Pour mieux comprendre la place essentielle des sacrements dans la vie chrétienne, il est souhaitable de réaliser que c’est l’Église dans son ensemble qui est un sacrement. En effet, son caractère visible, son institution par le Christ, lui donne toutes les caractéristiques de ce que nous nommons des sacrements : des réalités visibles qui nous donnent la réalité invisible de l’action rédemptrice du Christ. Dépositaire de cette action, c’est dans son ensemble de paroles et de rites qu’elle opère cette communication.
Nous sommes victimes dans notre vision étroite des sacrements, 7 gestes strictement efficaces, de la recherche du minimum de validité pour un sacrement.

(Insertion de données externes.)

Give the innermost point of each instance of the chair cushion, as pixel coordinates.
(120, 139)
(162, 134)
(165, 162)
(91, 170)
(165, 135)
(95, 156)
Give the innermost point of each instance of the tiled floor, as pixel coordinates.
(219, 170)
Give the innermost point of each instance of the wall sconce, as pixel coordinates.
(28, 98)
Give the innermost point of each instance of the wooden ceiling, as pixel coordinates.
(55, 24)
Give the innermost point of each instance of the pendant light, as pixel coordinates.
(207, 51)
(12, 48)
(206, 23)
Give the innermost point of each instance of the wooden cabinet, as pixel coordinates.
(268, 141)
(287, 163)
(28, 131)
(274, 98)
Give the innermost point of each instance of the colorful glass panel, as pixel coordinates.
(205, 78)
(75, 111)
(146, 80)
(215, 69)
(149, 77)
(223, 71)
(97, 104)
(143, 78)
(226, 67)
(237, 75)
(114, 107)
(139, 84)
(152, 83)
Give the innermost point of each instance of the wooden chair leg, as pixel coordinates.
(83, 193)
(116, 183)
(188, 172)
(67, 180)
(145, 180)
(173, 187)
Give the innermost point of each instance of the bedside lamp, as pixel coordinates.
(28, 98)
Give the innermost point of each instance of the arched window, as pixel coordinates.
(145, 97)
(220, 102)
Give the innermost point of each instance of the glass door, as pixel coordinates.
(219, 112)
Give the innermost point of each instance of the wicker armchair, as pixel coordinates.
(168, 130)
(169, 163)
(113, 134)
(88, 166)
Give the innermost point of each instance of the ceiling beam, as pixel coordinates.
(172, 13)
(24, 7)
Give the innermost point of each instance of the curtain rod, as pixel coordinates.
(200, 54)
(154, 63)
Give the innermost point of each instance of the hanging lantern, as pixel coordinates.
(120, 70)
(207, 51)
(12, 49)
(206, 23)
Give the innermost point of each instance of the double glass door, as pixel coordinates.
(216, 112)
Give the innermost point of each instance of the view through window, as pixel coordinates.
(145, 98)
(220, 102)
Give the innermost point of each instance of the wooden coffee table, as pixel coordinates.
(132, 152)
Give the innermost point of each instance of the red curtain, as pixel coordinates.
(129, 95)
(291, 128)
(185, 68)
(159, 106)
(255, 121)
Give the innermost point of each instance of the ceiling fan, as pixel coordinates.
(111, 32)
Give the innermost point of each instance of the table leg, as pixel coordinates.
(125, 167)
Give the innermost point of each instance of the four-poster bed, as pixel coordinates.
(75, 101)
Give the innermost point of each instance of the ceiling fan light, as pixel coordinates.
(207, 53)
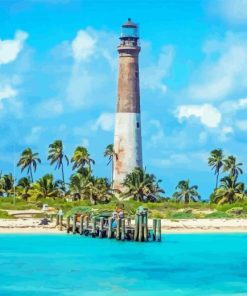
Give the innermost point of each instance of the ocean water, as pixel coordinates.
(183, 264)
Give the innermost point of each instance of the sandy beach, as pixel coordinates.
(31, 225)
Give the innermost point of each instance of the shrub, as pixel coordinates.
(5, 215)
(217, 215)
(181, 215)
(236, 211)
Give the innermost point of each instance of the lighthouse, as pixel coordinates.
(127, 137)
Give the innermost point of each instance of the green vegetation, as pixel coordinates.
(84, 189)
(186, 193)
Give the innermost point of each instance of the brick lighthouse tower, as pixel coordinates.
(127, 138)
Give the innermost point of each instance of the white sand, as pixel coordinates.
(31, 225)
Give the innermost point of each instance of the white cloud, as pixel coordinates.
(50, 108)
(7, 92)
(83, 46)
(105, 122)
(9, 49)
(92, 52)
(208, 115)
(234, 11)
(225, 132)
(223, 71)
(242, 125)
(34, 135)
(157, 136)
(152, 76)
(85, 142)
(233, 106)
(193, 160)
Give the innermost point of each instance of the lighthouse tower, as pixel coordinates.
(127, 138)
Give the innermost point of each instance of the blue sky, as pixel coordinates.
(58, 73)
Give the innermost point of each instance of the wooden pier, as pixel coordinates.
(107, 227)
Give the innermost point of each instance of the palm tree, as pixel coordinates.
(86, 186)
(142, 186)
(23, 187)
(46, 187)
(231, 166)
(110, 153)
(6, 184)
(186, 193)
(229, 191)
(29, 160)
(81, 158)
(56, 155)
(215, 161)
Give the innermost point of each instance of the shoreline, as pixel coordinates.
(182, 226)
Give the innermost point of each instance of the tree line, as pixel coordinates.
(138, 185)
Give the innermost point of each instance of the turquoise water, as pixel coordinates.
(208, 264)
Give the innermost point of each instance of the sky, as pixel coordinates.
(58, 80)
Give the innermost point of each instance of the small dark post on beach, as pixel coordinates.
(68, 224)
(81, 225)
(74, 224)
(159, 230)
(136, 227)
(154, 229)
(101, 224)
(109, 227)
(122, 229)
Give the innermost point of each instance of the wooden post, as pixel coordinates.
(118, 228)
(140, 234)
(81, 225)
(94, 226)
(101, 224)
(109, 227)
(136, 227)
(145, 227)
(68, 224)
(74, 225)
(122, 229)
(61, 223)
(159, 230)
(154, 229)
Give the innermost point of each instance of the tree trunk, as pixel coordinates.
(63, 178)
(31, 173)
(112, 168)
(217, 178)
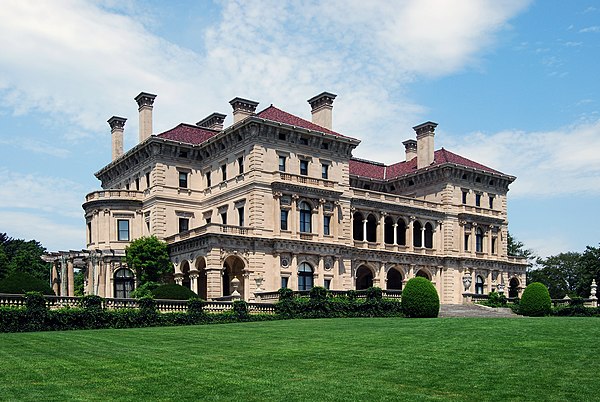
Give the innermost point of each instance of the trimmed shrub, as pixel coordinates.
(535, 301)
(173, 292)
(420, 299)
(22, 282)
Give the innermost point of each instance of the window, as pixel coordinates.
(304, 168)
(183, 179)
(305, 277)
(327, 225)
(282, 163)
(123, 230)
(184, 224)
(284, 215)
(241, 216)
(305, 217)
(479, 240)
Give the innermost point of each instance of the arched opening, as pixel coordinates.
(417, 234)
(233, 267)
(371, 228)
(513, 288)
(388, 236)
(401, 232)
(423, 274)
(479, 285)
(428, 235)
(202, 290)
(305, 276)
(124, 283)
(364, 278)
(305, 217)
(357, 226)
(479, 240)
(394, 279)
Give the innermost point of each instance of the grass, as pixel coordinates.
(320, 360)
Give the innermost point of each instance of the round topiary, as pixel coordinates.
(420, 299)
(22, 282)
(173, 292)
(535, 301)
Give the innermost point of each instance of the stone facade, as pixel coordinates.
(274, 200)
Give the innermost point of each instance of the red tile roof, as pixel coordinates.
(188, 133)
(375, 170)
(279, 116)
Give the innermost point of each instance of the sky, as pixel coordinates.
(513, 84)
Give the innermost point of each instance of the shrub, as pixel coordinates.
(22, 282)
(420, 299)
(173, 292)
(535, 301)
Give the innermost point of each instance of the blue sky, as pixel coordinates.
(513, 84)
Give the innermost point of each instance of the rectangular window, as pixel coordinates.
(224, 218)
(284, 215)
(184, 225)
(325, 171)
(241, 216)
(327, 225)
(282, 163)
(123, 229)
(304, 168)
(183, 179)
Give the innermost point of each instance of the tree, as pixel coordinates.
(149, 258)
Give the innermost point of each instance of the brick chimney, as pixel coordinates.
(117, 125)
(242, 108)
(425, 133)
(145, 105)
(213, 122)
(410, 147)
(321, 109)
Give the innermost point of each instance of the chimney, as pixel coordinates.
(410, 146)
(145, 102)
(322, 106)
(117, 125)
(242, 108)
(213, 122)
(425, 134)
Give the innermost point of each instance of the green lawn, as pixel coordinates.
(322, 360)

Un professeur de théologie, le P. Guy de Broglie, expliquait que pour savoir ce que c’est qu’un lion il fallait d’abord étudier un lion en bon état, avec sa crinière, sa queue et ses griffes avant de savoir si en lui coupant successivement sa queue, sa crinière et ses griffes on aurait encore un lion ! On est victime du même défaut dans la vie sacramentaire. On a cherché, à juste titre, quel était le minimum de gestes et de paroles qui étaient indispensables pour que les sacrements soient valides. À ce niveau-là, c’est légitime. Mais on en est venu à ne célébrer les sacrements qu’avec ce minimum, en perdant toute l’ampleur dont ils étaient revêtus et qui aidaient beaucoup à leur compréhension. Les catéchèses mystagogiques dont nous parlerons plus loin ne disent alors plus rien à personne et deviennent même incompréhensibles.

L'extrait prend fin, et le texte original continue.